KEN: Knowledge Augmentation and Emotion Guidance Network for Multimodal Fake News Detection
This work addresses the problem of misinformation spread on social media for users and platforms, but it is incremental as it builds on existing multimodal detection methods with specific enhancements.
The paper tackles multimodal fake news detection by addressing inadequate image semantics and limited textual information, proposing a Knowledge Augmentation and Emotion Guidance Network (KEN) that leverages LVLM for semantic understanding and balances emotional types, achieving superior performance on two real-world datasets.

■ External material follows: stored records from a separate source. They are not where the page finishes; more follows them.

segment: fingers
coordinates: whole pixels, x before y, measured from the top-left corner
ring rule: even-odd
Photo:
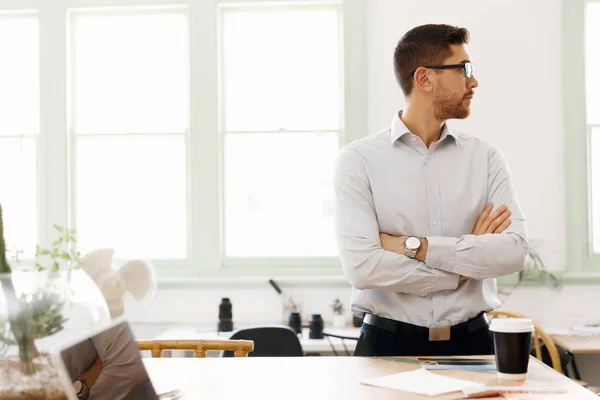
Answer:
[[[505,205],[501,205],[500,207],[498,207],[498,209],[496,211],[494,211],[493,213],[491,213],[490,215],[487,216],[487,218],[484,221],[484,224],[486,224],[487,227],[489,227],[491,225],[491,223],[494,220],[496,220],[500,215],[502,215],[502,213],[504,211],[506,211],[507,209],[508,209],[508,207],[506,207]]]
[[[473,229],[473,233],[476,233],[481,230],[486,218],[490,215],[490,212],[492,212],[493,207],[494,207],[493,203],[488,203],[485,206],[485,208],[483,209],[481,214],[479,214],[479,218],[477,218],[477,222],[475,223],[475,229]]]
[[[509,217],[511,216],[511,211],[508,209],[508,206],[504,204],[492,212],[493,208],[493,203],[488,203],[485,206],[473,228],[474,235],[502,233],[510,226],[511,221]]]
[[[502,207],[506,207],[506,206],[502,206]],[[496,212],[494,212],[494,214],[497,214],[498,211],[500,209],[502,209],[502,207],[500,207],[498,210],[496,210]],[[492,215],[494,215],[492,214]],[[490,222],[490,226],[487,228],[486,233],[494,233],[496,231],[496,229],[498,229],[500,227],[500,225],[502,225],[504,222],[506,222],[506,220],[508,219],[508,217],[510,217],[511,215],[511,211],[506,208],[504,210],[504,212],[502,212],[500,215],[498,215],[496,218],[494,218],[492,220],[492,222]]]
[[[510,226],[511,220],[510,218],[507,218],[506,221],[504,221],[503,223],[500,224],[500,226],[498,228],[496,228],[496,230],[494,231],[494,233],[502,233],[506,230],[506,228],[508,228]]]

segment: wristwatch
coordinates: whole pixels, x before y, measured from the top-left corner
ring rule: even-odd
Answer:
[[[409,236],[404,239],[404,250],[407,257],[415,258],[417,251],[421,248],[421,239],[416,236]]]
[[[77,378],[73,381],[73,389],[75,389],[75,394],[77,394],[78,399],[87,399],[90,393],[90,389],[85,385],[85,383]]]

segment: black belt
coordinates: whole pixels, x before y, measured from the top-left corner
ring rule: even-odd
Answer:
[[[452,336],[468,335],[469,333],[488,326],[487,317],[483,312],[468,321],[442,328],[426,328],[424,326],[378,317],[377,315],[368,313],[365,314],[363,323],[401,335],[428,336],[431,341],[450,340]]]

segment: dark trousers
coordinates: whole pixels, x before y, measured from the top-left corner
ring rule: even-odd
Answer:
[[[445,341],[428,336],[394,333],[363,323],[355,356],[467,356],[494,354],[492,333],[487,326]]]

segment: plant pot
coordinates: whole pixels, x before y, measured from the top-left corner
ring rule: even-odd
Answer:
[[[109,322],[81,270],[0,275],[0,398],[67,399],[49,351]]]
[[[346,327],[346,317],[343,315],[333,316],[333,327],[335,329],[343,329]]]

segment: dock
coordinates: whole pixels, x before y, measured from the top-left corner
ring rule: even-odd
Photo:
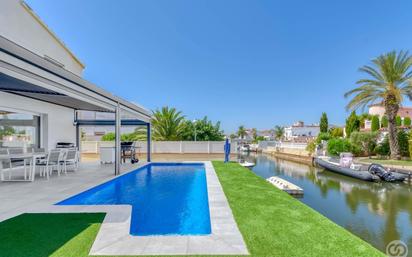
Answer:
[[[270,178],[267,178],[266,181],[274,185],[275,187],[279,188],[280,190],[293,195],[293,196],[303,196],[303,189],[298,187],[297,185],[290,183],[287,180],[284,180],[282,178],[273,176]]]

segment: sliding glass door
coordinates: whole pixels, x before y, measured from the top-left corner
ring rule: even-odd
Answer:
[[[0,148],[40,147],[40,116],[0,110]]]

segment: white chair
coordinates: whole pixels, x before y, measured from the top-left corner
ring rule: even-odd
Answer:
[[[78,169],[77,150],[76,149],[67,150],[62,161],[60,161],[60,164],[63,166],[64,173],[67,173],[67,166],[72,166],[73,171],[77,171]]]
[[[61,155],[60,150],[51,150],[48,153],[47,158],[37,164],[37,166],[40,167],[40,176],[46,175],[47,179],[49,179],[53,170],[57,170],[57,175],[60,176]]]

In recent years, the rampant spread of misinformation on social media has made accurate detection of multimodal fake news a critical research focus. However, previous research has not adequately understood the semantics of images, and models struggle to discern news authenticity with limited textual information. Meanwhile, treating all emotional types of news uniformly without tailored approaches further leads to performance degradation. Therefore, we propose a novel Knowledge Augmentation and Emotion Guidance Network (KEN). On the one hand, we effectively leverage LVLM's powerful semantic understanding and extensive world knowledge. For images, the generated captions provide a comprehensive understanding of image content and scenes, while for text, the retrieved evidence helps break the information silos caused by the closed and limited text and context. On the other hand, we consider inter-class differences between different emotional types of news through balanced learning, achieving fine-grained modeling of the relationship between emotional types and authenticity. Extensive experiments on two real-world datasets demonstrate the superiority of our KEN.